Stress is an inevitable life experience that causes disturbances to body homeostasis and different organs and systems, including the central nervous system (Linthorst and Reul, 2008). Acute stress has a positive impact on the body. However, repeated and long term stress stimulation is harmful, often resulting in varying degrees of injuries to each organ and leading to negative effects on body function and metabolism (Hetz, 2012). Previous studies have shown that prolonged stress is a critical risk factor for the onset of several neuropsychiatric disorders, such as anxiety, major depression, and other neurodegenerative diseases (Goldstein, 2011). Animal models are one of the most efficient ways to identify and study the underlying mechanisms of the effects of stress on the body. In the present study, the rat were exposed to restraint and ice-water swimming for a maximum of 21 days to mimic human characteristics of chronic psychological frustration and physiological stress and to determine the effects of stress on body function.

When the body is exposed to a variety of stimuli, the HPA axis becomes stimulated and ultimately releases large amounts of glucocorticoid from the adrenal cortex in response to external stimuli. Glucocorticoid levels are a good indicator of the body's ability to resist external stress.
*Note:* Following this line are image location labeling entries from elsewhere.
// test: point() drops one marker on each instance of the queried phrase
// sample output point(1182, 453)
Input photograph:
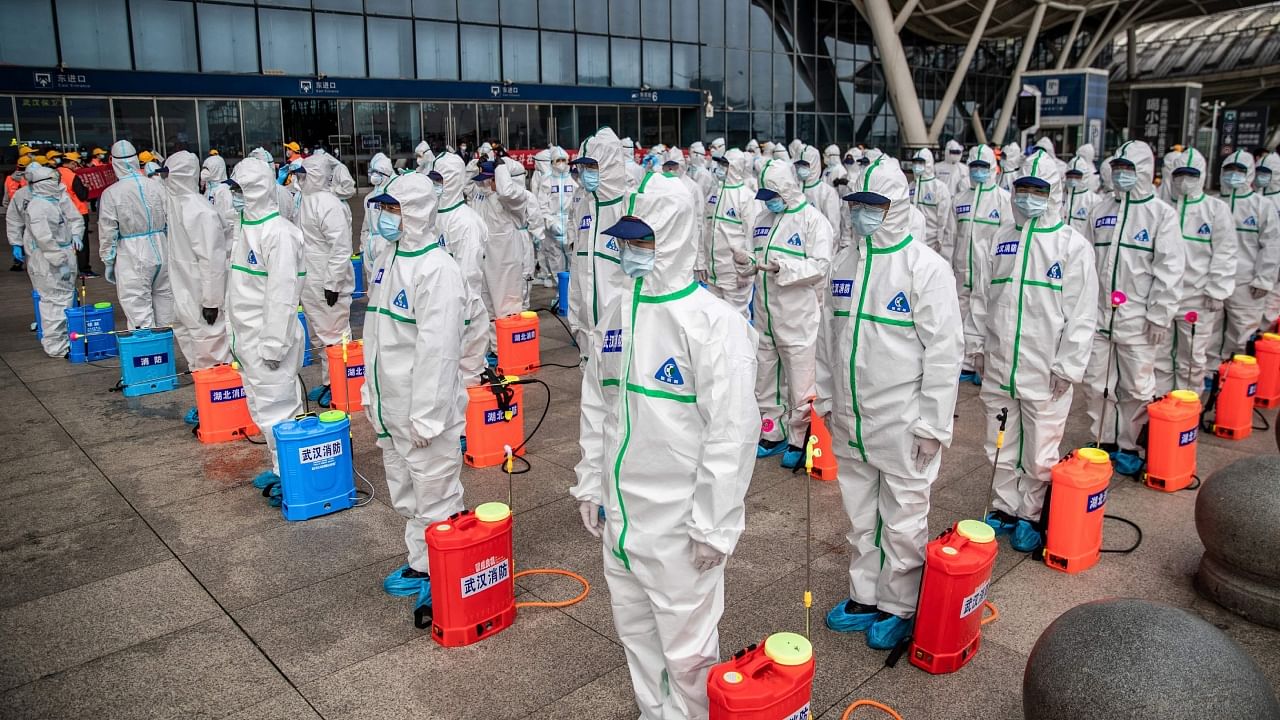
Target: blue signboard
point(210, 85)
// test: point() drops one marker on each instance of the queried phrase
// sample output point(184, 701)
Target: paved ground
point(141, 575)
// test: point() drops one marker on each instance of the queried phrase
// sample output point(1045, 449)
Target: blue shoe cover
point(1127, 463)
point(1000, 525)
point(885, 634)
point(400, 586)
point(792, 458)
point(842, 621)
point(760, 451)
point(1025, 538)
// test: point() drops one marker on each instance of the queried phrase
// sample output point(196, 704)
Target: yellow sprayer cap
point(1093, 455)
point(787, 648)
point(976, 531)
point(493, 511)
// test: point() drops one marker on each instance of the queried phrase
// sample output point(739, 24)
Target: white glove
point(923, 451)
point(1057, 387)
point(1156, 335)
point(590, 513)
point(705, 556)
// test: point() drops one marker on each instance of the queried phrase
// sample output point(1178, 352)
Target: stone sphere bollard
point(1141, 660)
point(1238, 519)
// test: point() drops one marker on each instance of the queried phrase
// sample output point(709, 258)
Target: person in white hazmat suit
point(131, 231)
point(794, 244)
point(416, 400)
point(325, 223)
point(1031, 323)
point(730, 218)
point(1210, 246)
point(981, 210)
point(51, 232)
point(594, 274)
point(1257, 229)
point(501, 201)
point(462, 232)
point(1138, 251)
point(817, 192)
point(264, 288)
point(932, 196)
point(371, 245)
point(197, 267)
point(891, 343)
point(556, 197)
point(667, 427)
point(951, 171)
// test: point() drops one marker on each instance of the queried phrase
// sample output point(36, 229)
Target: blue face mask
point(388, 226)
point(636, 261)
point(1032, 205)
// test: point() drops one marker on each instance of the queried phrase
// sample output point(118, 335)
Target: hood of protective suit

The present study demonstrated that prolonged stress exposure resulted in significantly increased serum glucocorticoid levels, suggesting an increased defense capability to external stimuli by regulating the HPA axis and ultimately maintaining homeostasis. Numerous studies have indicated that glucocorticoids play a critical role in maintaining cardiovascular stability, stabilizing lysosomal membranes, anti-inflammation, anti-shock mechanisms, and reducing bacterial endotoxin damage (Kasahara et al., 2015; Kadmiel et al., 2016). However, by increasing the stress period to 21 days, serum glucocorticoid levels significantly decreased compared with stress exposure of 14 days. This suggested that repeated and long term stress exceeded the body's ability to regulate and resist injuries, which may cause pathological changes in tissue and cells. Accordingly, thionine staining revealed morphological changes in hypothalamic neurons. These results demonstrated that prolonged stress exposure resulted in reduced Nissl bodies in hypothalamic neurons and pyknotic neurons in the RS+IS group at 14 and 21 days.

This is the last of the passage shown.